Brent crude futures gained 38 cents to $85.32 a barrel at 0021 GMT. West Texas Intermediate U.S. crude was up 33 cents to $81.04 a barrel.
Helping boost oil prices was an industry report showing that U.S. crude stocks fell by about 4.3 million barrels in the week ended March 31, according to market sources citing American Petroleum Institute figures on Tuesday.
In Asia, Japan’s service sector grew in March at the fastest rate in more than nine years.
Gasoline inventories fell by about 4 million barrels, while distillate stocks fell by about 3.7 million barrels, according to the sources, who spoke on condition of anonymity because they were not authorised to speak to the media.
The official inventory report by the Energy Information Administration, the statistical arm of the U.S. Department of Energy, is due at 1430 GMT on Wednesday.
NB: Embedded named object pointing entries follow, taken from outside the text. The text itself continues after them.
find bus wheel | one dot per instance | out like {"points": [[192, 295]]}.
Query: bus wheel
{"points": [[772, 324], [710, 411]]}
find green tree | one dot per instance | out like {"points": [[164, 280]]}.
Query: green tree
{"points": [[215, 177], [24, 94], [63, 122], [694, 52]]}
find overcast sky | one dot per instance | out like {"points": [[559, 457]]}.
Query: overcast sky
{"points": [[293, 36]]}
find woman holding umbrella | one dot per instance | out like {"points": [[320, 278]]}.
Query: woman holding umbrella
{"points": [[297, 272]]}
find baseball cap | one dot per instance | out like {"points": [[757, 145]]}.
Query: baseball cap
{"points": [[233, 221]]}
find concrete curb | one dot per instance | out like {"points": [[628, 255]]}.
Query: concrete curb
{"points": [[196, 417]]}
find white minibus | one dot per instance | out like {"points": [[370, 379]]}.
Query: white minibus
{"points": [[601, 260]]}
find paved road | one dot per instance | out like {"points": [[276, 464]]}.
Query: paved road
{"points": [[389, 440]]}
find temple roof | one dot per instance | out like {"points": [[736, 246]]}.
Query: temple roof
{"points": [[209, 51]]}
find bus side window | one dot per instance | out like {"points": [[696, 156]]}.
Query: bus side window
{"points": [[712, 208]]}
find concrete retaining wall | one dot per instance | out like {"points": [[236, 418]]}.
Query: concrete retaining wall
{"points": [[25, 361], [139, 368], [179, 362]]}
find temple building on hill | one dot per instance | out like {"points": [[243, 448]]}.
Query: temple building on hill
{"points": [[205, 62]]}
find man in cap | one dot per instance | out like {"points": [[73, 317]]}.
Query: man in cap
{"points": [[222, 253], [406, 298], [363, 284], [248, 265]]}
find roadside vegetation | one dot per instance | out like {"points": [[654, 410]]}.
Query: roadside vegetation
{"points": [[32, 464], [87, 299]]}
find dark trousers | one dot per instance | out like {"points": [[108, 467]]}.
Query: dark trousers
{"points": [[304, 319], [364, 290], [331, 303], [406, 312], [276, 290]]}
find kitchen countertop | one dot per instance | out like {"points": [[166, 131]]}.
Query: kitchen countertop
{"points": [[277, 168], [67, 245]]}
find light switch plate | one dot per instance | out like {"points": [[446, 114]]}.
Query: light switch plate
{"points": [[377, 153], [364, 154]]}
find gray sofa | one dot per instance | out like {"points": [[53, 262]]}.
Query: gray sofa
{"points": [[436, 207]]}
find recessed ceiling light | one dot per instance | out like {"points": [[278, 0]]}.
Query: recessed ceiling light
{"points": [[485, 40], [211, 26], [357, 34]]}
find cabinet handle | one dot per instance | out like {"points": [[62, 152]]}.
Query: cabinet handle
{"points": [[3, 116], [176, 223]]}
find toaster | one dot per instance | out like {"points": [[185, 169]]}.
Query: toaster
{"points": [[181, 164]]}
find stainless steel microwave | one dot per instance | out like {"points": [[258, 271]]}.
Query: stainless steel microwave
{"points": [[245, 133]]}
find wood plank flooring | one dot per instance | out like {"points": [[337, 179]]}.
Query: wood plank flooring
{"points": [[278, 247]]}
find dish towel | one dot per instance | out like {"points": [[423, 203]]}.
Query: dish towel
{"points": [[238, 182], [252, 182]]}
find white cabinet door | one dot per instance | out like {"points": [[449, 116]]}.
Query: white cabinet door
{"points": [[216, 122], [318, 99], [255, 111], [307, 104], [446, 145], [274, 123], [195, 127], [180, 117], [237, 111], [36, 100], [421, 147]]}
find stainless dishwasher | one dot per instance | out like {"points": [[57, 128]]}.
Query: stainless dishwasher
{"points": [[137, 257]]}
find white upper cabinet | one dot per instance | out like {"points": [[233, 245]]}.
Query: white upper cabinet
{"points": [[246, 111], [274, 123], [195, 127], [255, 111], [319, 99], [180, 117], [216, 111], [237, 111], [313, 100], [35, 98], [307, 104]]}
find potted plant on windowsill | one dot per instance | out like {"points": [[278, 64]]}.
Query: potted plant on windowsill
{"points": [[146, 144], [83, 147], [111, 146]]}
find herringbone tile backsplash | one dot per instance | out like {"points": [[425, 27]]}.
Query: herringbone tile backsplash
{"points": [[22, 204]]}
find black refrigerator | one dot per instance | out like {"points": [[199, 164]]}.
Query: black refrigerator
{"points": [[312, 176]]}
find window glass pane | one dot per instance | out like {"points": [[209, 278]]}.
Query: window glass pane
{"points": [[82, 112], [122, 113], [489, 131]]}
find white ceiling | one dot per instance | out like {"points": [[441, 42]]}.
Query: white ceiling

The latest targets set by the Organization of Petroleum Exporting Countries (OPEC) and allies including Russia, a group known as OPEC+, also helped oil prices. The OPEC+ plan would bring the total volume of cuts by the group to 3.66 million bpd, including a 2 million-barrel cut last October, equal to about 3.7% of global demand.
Keeping oil prices from moving higher were concerns about demand, with U.S. job openings in February falling to the lowest level in nearly two years and U.S. manufacturing activity in March slumping. Weak manufacturing activity in China last month also added to crude oil demand concerns.